Before sunrise the lane still breathed in bread and wet stone. The first bell of St. Magnus drifted through mist, soft as a handkerchief waved from a window. Eliza Hart stood in the doorway of her father’s little shop, scraping soot from the iron pot where tallow had cooled overnight. A film of white fat broke like thin ice under her knife and curled against the blade. The smell clung to her sleeves no matter how hard she scrubbed. She tied back her hair with a strip of blue linen and grinned at the cat dozing under the counter.
“Mind you don’t singe your whiskers, Mister Flint,” she said. The cat blinked once, unbothered. From the loft came her father’s cough, a hollow sound that made the floorboards tremble.
The summer had been dry. Rain teased in streaks on the horizon and never reached the roofs. Dust lay in thin furrows on the window glass; when Eliza dragged her fingers across it, the grooves showed like writing. She set the kettle over a small blue flame, the kind that promised steady heat, and laid out cotton wicks tied in long ladders. Each knotted rung was counted. A good candle burned clean and didn’t smoke. Her father had taught her that before his breath failed and his hands began to shake.
He eased himself down the stairs now, a thin man in a threadbare shirt, leaning into the bannister as if the wood would share its strength. “You’re early,” he said. “Bells haven’t reached six.”
“I want to take a bundle to St.

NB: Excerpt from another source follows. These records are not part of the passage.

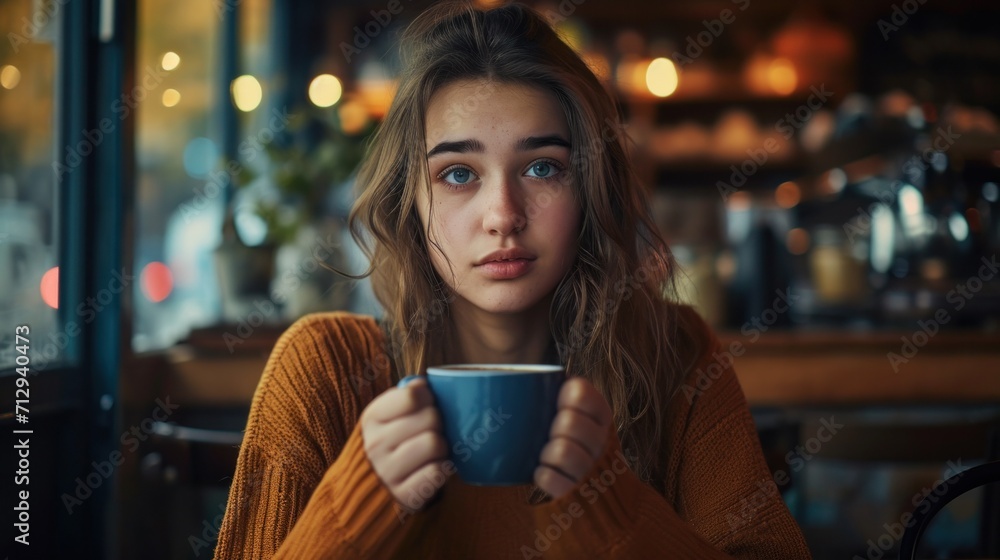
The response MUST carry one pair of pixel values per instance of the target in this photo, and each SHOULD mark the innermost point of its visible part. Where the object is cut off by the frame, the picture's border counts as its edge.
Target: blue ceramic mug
(496, 417)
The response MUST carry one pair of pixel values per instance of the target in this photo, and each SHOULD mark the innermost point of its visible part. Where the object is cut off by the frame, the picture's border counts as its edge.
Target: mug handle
(407, 380)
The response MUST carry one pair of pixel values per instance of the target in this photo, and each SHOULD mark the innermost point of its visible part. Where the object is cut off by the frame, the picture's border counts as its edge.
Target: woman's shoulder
(322, 372)
(693, 337)
(340, 351)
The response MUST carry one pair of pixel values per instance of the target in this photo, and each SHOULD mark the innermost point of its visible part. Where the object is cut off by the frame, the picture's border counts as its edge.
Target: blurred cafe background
(175, 178)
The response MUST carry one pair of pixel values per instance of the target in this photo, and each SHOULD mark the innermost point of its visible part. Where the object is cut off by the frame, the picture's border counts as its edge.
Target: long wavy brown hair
(611, 316)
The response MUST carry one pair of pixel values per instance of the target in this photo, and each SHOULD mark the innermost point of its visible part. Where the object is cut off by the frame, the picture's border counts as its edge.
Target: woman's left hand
(577, 438)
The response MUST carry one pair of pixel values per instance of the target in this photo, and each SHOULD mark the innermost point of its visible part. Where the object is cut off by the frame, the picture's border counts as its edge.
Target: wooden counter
(823, 368)
(778, 369)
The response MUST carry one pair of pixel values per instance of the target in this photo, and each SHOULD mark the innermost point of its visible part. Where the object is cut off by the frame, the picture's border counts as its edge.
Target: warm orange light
(661, 77)
(739, 201)
(325, 90)
(797, 241)
(156, 281)
(781, 76)
(50, 287)
(787, 195)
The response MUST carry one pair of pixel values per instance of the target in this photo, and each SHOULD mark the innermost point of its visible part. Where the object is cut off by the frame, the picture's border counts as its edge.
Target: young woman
(501, 144)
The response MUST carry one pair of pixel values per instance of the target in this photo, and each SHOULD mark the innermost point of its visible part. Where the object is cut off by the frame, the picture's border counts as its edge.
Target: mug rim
(455, 370)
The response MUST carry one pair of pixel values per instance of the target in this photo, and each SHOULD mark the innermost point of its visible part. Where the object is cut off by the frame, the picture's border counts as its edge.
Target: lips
(507, 255)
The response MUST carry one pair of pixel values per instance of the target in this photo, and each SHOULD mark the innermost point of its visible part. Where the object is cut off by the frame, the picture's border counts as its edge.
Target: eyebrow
(523, 145)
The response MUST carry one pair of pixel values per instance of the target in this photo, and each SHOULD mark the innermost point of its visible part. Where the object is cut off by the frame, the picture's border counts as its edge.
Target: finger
(421, 486)
(552, 481)
(581, 395)
(399, 402)
(569, 423)
(388, 436)
(568, 457)
(411, 455)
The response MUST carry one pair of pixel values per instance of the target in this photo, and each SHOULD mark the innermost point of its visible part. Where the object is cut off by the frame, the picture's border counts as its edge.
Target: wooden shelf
(848, 369)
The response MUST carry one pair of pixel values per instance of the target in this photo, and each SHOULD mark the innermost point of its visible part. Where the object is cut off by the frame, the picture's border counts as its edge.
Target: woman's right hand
(403, 438)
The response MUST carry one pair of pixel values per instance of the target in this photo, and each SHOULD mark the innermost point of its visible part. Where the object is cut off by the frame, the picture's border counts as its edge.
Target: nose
(505, 213)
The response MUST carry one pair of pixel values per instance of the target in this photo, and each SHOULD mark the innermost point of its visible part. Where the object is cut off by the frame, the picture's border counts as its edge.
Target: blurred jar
(839, 275)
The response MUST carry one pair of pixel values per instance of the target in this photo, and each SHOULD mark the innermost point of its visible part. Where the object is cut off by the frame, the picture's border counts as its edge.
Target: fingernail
(407, 380)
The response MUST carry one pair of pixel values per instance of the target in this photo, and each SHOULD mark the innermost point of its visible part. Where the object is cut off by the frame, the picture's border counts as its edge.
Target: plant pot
(245, 275)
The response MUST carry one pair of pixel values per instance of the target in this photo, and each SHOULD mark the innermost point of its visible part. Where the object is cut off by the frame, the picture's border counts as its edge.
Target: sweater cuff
(602, 506)
(368, 516)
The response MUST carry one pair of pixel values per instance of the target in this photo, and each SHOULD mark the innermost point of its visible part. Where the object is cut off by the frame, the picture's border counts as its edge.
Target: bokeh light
(10, 76)
(661, 77)
(170, 61)
(171, 97)
(325, 90)
(247, 93)
(50, 287)
(157, 282)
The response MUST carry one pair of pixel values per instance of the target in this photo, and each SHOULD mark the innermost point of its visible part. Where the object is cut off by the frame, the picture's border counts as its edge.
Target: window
(31, 162)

Michael’s before the clerk changes his mind,” Eliza replied. “He said he’d pay if we could spare a dozen tapers for the christening.”
“You can’t live on promises.” He smiled with one side of his mouth and coughed again. “Nor can you stand in front of the Wardmote and be heard, not with Alderman Cricklow sitting like a fat hen on every petition.”
Eliza’s jaw tightened. She had argued in the spring for the right to keep the shop in her name, should her father’s cough carry him past doctors and broths. The Candlemakers’ Company men had shuffled papers and cleared throats. Cricklow had pressed his ring into the wax seal as if to mark it forever. Petition denied. “He can sit on his own hat for all I care,” she muttered. “People need light. They do not ask the sex of the hands that make it.”
Outside on Pudding Lane a baker’s boy trotted past with a pail. He tipped his cap at Eliza and would have kept going, but she lifted a small loaf from yesterday’s delivery and pressed it into his hands. “For your mother,” she said. He blushed, bobbed a bow, and darted away. Bread, tallow, soap, the river’s tide—all the rhythms that kept the city together beat on in their quiet way. The day smelled of yeast and promise, of limestone warmed by the first rays and old rope kept coiled by doors. Eliza touched the window latch, then looked up toward the strip of pale sky and whispered, as she often did before work, “Keep my father’s breath steady. Keep the flame true.”